Green Anaconda (Eunectes murinus) with Bacterial Clinical Stomatitis
Background: Stomatitis is an infectious disease common in serpents and responsible for high mortality rates. It is characterized by the infection of the oral mucosa and neighboring tissues, related to the opportunistic character of bacteria present in the normal microbiota, pathogenic in stressful situations. Few studies have described the profile of sensibility of these agents in serpents of the Brazilian fauna. Therefore, this study has aimed at describing the isolation and identification of the infectious agents involved in the clinic stomatitis in a specimen of green anaconda (Eunectes murinus), and the profile of susceptibility to antimicrobial agents.
Case: The serpent has been rescued in an urban environment, without previous records and featured erosive injuries in its oral cavity, with the presence of secretion. In a clinical evaluation, it has been assessed that the specimen had erosive injuries in its oral cavity, with hyperemic points in its mucosa and serous secretion. Then the specimen went through a collection of the secretion from its oral cavity for microbiological analysis. Typical colonies of Enterococcus, Citrobacter and Enterobacter were identified by the colony morphology and their typical odor. The results of these tests were able to confirm and identify the Citrobacter freundii, Enterobacter spp. and Enterococcus spp. The profile of sensibility to antimicrobials of the isolated microorganisms has been determined through the method of diffusion in the disk of Kirby-Bauer. There was not any sensitive antimicrobial drug for the three agents.

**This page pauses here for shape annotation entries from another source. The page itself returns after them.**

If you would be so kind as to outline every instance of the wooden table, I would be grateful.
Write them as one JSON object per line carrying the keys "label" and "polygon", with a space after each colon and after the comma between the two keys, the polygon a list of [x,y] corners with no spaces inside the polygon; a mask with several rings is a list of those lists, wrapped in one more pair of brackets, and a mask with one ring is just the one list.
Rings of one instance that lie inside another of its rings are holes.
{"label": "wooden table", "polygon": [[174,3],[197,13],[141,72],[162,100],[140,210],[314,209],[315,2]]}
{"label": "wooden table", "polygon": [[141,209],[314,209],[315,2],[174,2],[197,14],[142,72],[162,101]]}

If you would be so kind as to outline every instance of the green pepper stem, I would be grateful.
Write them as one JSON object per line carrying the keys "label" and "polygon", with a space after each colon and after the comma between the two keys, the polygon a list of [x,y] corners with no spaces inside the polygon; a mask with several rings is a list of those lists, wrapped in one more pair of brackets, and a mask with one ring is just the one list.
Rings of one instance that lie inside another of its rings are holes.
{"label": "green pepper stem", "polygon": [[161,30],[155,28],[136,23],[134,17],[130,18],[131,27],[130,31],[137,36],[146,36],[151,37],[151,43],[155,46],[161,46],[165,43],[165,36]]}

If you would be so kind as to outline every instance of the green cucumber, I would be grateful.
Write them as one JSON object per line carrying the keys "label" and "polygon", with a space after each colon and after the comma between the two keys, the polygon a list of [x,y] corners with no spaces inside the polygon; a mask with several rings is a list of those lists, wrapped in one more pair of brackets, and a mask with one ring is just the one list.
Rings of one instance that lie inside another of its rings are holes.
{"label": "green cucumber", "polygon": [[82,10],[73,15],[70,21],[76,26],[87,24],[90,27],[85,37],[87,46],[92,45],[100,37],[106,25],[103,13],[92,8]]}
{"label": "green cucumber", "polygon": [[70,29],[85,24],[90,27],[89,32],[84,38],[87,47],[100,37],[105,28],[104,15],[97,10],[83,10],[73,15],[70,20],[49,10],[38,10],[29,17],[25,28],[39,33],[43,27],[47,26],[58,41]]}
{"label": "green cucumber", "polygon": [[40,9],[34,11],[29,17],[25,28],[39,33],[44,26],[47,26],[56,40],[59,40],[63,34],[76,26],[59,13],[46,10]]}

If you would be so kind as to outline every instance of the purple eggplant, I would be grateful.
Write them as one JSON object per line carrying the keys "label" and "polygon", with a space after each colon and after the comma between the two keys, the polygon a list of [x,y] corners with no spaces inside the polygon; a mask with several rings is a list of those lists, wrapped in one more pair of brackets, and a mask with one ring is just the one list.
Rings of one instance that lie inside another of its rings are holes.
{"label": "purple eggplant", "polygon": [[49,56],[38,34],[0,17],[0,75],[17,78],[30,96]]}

Discussion: Immunodepression, malnutrition, and temperatures and humidity outside the animal thermal comfort zone, are predisposing factors for the development of bacterial diseases in reptiles. Little information about pathogen agents affecting constrictor serpents in their native area is available. Most reports on stomatitis in serpents approach cases occurred in captive animals, differently from what has been presented in this case, which is about a free animal rescued when invading an urban area. The bacteria isolated from the oral cavity of the serpent here reported belong to the normal microbiota of the oral cavity of these animals. Notwithstanding, these bacteria may become pathogenic in certain circumstances. Conditions of undernutrition, stress and oral trauma are considered as predisposing factors to the occurrence of stomatitis in serpents, what can be correlated to the occurrence of the disease in this case. The gram-negative agents causing bacterial diseases in serpents are generally resistant to medicines of the most common spectrum used in the clinical routine of wild animals. This way, veterinarians often deal with these diseases in reptiles empirically, using a wide range of antibiotics. This practice might result in the development of resistant bacterial stumps, what stands out due to the potential that resistant bacteria have to generate infections and zoonoses in humans.